Unexpected key(s) in state_dict: “10.weight”, “10.bias”, “10.running_mean”, “10.running_var”, “10.num_batches_tracked”, “12.weight”, “12.bias”, “14.weight”, “14.bias”, “14.running_mean”, “14.running_var”, “14.num_batches_tracked”, “18.weight”, “18.bias”, “18.running_mean”, “18.running_var”, “18.num_batches_tracked”, “20.weight”, “20.bias”, “22.weight”, “22.bias”, “22.running_mean”, “22.running_var”, “22.num_batches_tracked”, “24.weight”, “24.bias”.

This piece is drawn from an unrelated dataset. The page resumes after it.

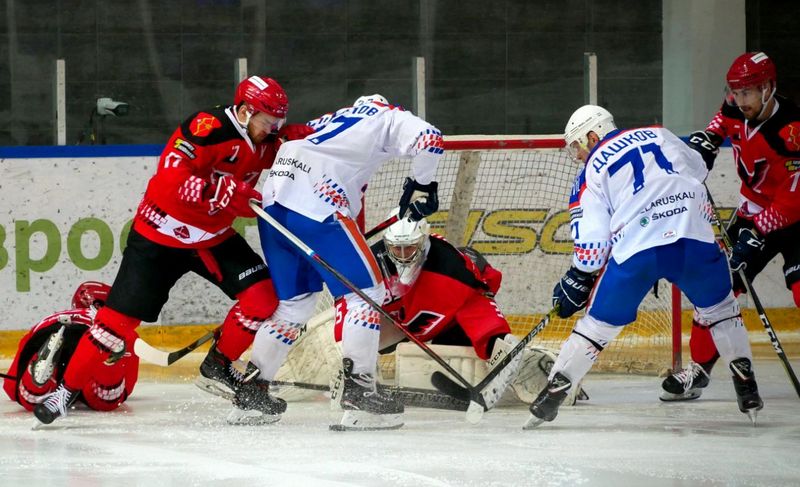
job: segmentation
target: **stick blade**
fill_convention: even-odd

Do you know what these errors mean?

Its basically saying that the model you loaded and the new model don’t share the same parameters, so can’t be directly loaded. when you do learn.load, internally it loads a state dictionary. The “num.bias” that you are seeing is the key and the value is the parameter value. You could do learn.model.load_state_dict(torch.load(path_to_file), strict=False). If that doesn’t work, you will have to create a new dictionary, and remove the keys that are different, and load only the subset of keys which are same.

@TheShadow29 I kept your notebook in my browser tab, to reproduce it with fastai v1 after finishing the course, but seems a lot of changes happened to the framework, and your excellent notebook need some refactoring for the latest version of the fastai.

Here is how I could import custom Pytorch models into fastai v1.39 if you are interested:
https://forums.fast.ai/t/lesson-5-advanced-discussion/30865/40?u=hwasiti

Yeah, fastai has changed a lot and has a much cleaner structure now. Many things would probably need to be changed. Unfortunately, I don’t have the required bandwidth to refactor at the moment.

@hwasiti
Hey there,
regarding your first concern “how to remove the last fully connected layer from a CNN in fastai to stack more than one CNN into a FC-NN”, have you found any solution?
I am going to create two resnet34 bodies and then, concatenate those into a linear layer results in classification (same as your concern). I was wondering to implement it in fastai and highly appreciated to advice me.
Best,